Mexico’s war on the drug trade is futile even if cartel bosses are caught or killed, as millions of people are involved in the illicit business, a senior drug chief said in an interview published on Sunday.
Ismael “el Mayo” Zambada, the right-hand man of Mexico’s most notorious drug lord, Sinaloa cartel boss Joaquin “Shorty” Guzman, blamed the government for surging drug violence and said Mexican President Felipe Calderon was being duped by his advisors into thinking he was making progress.
“One day I will decide to turn myself in to the government so they can shoot me ... They will shoot me and euphoria will break out, but at the end of days, we’ll all know that nothing changed,” Zambada told the investigative newsmagazine Proceso.
“Millions of people are wrapped up in the narco problem. How can they be overcome? For all the bosses jailed, dead or extradited, their replacements are already there,” he said.

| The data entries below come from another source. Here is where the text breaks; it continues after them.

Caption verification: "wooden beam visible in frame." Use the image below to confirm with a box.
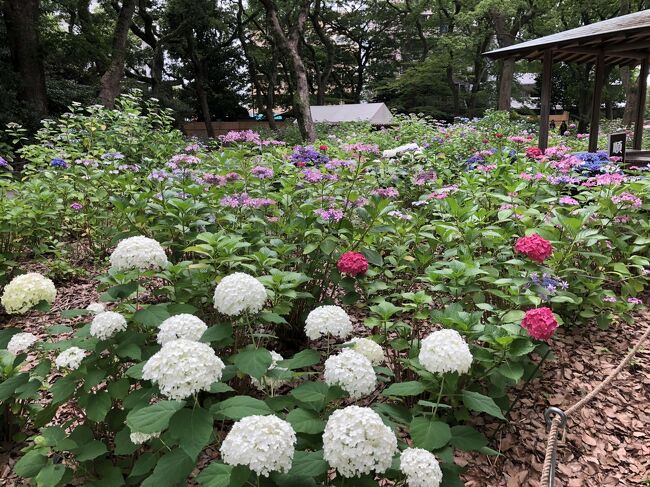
[539,49,553,152]
[589,51,605,152]
[634,58,648,150]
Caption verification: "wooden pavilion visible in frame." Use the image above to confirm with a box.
[485,10,650,155]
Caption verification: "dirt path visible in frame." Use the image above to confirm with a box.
[457,313,650,487]
[0,279,650,487]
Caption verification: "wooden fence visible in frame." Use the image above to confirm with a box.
[183,120,290,138]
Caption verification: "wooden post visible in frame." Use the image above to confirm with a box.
[634,58,648,150]
[589,49,605,152]
[539,49,553,152]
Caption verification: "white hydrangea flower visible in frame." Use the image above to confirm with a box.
[142,338,225,400]
[156,313,208,345]
[110,236,169,272]
[220,416,296,477]
[251,350,288,391]
[86,303,106,314]
[7,333,37,355]
[323,406,397,477]
[214,272,266,316]
[0,272,56,314]
[54,347,86,370]
[324,348,377,399]
[90,311,126,340]
[345,338,386,365]
[305,305,352,340]
[129,431,160,445]
[418,330,472,374]
[400,448,442,487]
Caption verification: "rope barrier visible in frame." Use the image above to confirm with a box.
[540,320,650,487]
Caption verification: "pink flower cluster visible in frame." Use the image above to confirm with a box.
[370,186,399,198]
[526,147,544,159]
[521,307,557,341]
[413,171,438,186]
[219,130,285,145]
[551,156,582,174]
[582,173,625,187]
[336,251,368,277]
[519,172,544,181]
[612,192,643,209]
[219,193,275,208]
[427,184,458,200]
[560,196,580,206]
[476,164,497,172]
[515,233,553,263]
[251,166,273,179]
[343,143,379,154]
[314,208,343,222]
[167,154,201,169]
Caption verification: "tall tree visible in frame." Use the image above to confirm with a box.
[2,0,47,118]
[259,0,316,142]
[99,0,135,108]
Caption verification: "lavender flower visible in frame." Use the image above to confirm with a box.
[50,159,68,169]
[314,208,343,222]
[251,166,273,179]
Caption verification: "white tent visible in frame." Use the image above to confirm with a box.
[311,103,393,125]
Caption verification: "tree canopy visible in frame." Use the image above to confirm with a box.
[0,0,646,138]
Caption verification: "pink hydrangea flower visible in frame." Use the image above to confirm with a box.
[521,307,558,341]
[515,233,553,263]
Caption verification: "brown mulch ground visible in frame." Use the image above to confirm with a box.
[456,313,650,487]
[0,279,650,487]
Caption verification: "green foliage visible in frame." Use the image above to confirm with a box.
[0,95,650,486]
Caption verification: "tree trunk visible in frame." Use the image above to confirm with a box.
[497,59,515,110]
[3,0,47,119]
[99,0,135,108]
[260,0,316,142]
[621,66,637,127]
[151,43,165,100]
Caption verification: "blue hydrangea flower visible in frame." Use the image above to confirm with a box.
[50,159,68,169]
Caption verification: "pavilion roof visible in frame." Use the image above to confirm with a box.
[485,9,650,66]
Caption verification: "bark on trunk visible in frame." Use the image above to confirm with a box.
[621,66,638,127]
[261,0,316,142]
[497,59,515,110]
[3,0,47,119]
[99,0,135,108]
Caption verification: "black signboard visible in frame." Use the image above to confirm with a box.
[607,132,627,162]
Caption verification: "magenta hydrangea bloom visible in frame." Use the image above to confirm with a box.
[521,307,558,341]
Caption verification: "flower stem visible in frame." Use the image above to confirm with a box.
[433,375,445,418]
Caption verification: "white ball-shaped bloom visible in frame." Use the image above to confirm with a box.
[418,330,472,374]
[90,311,126,340]
[86,303,106,314]
[110,236,169,272]
[0,272,56,314]
[324,348,377,399]
[305,305,352,340]
[54,347,86,370]
[251,350,288,391]
[345,338,386,365]
[400,448,442,487]
[129,431,160,445]
[214,272,267,316]
[156,313,208,345]
[142,338,224,400]
[323,406,397,477]
[7,333,37,355]
[220,416,296,477]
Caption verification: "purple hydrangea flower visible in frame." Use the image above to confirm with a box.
[50,159,68,169]
[251,166,273,179]
[314,208,343,222]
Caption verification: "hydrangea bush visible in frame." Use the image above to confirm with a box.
[0,96,650,487]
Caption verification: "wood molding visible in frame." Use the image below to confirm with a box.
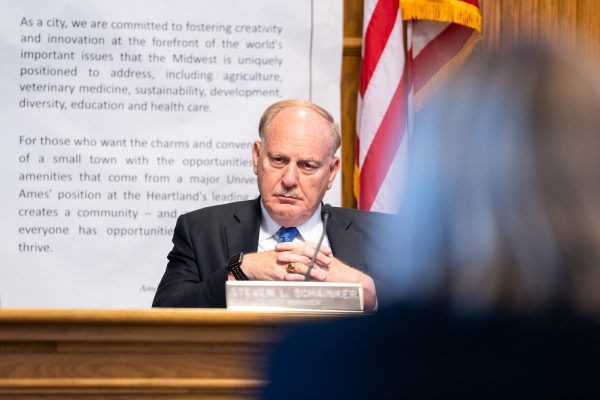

Mounting drug violence in Mexico has killed 19,500 people since Calderon launched an army-led attempt to crush the cartels after taking power in late 2006. Although financial markets take the daily reports of mayhem in stride, foreign companies are starting to think twice about new investments.
Arturo Beltran Leyva, a former ally turned rival of the Sinaloa cartel, died in a hail of gunfire in December as Mexican marines surrounded him in a luxury apartment complex.
Proceso, an influential magazine with a strong history of covering the drug war, said Zambada contacted the magazine directly in February to set up an interview because he was interested in meeting Julio Scherer, the magazine’s founder.
He gave specific directions on when and where the interview would take place, the publication said — though it didn’t reveal where.
The magazine offered no other explanation of why a reputed kingpin would give an interview after a lifetime on the run. It is almost unheard for Mexican drug suspects to speak to the media while still free.
The magazine published a front-cover photograph of a burly man who appeared to be Zambada wearing a mustache and a baseball cap pulled low over his eyes holding his arm around Scherer.
Zambada, 62, one of Mexico’s most wanted drug lords, has never been arrested despite a US$5 million reward offered in the US.
He refused to talk about his past in the drug trade in the interview, saying he was now spending his time as a farmer and rancher, and dismissed claims that Guzman was a billionaire.
However he said he lived in constant fear and that the army had come close to catching him four times.
“I’m panicked that I’ll be locked up ... I don’t know if I would have the courage to kill myself. I like to think that I would,” he said. “I’m terrified of being incarcerated.”
Zambada said he had felt the army closing in on him four times and that soldiers had gotten close to Guzman even more often.
“I fled into the countryside. I know the vegetation, the rivers, the rocks, everything,” Zambada said. “I’ll get caught if I get complacent, careless, just like El Chapo.”
Guzman was arrested in 1993, but escaped prison by hiding in a laundry truck in 2001.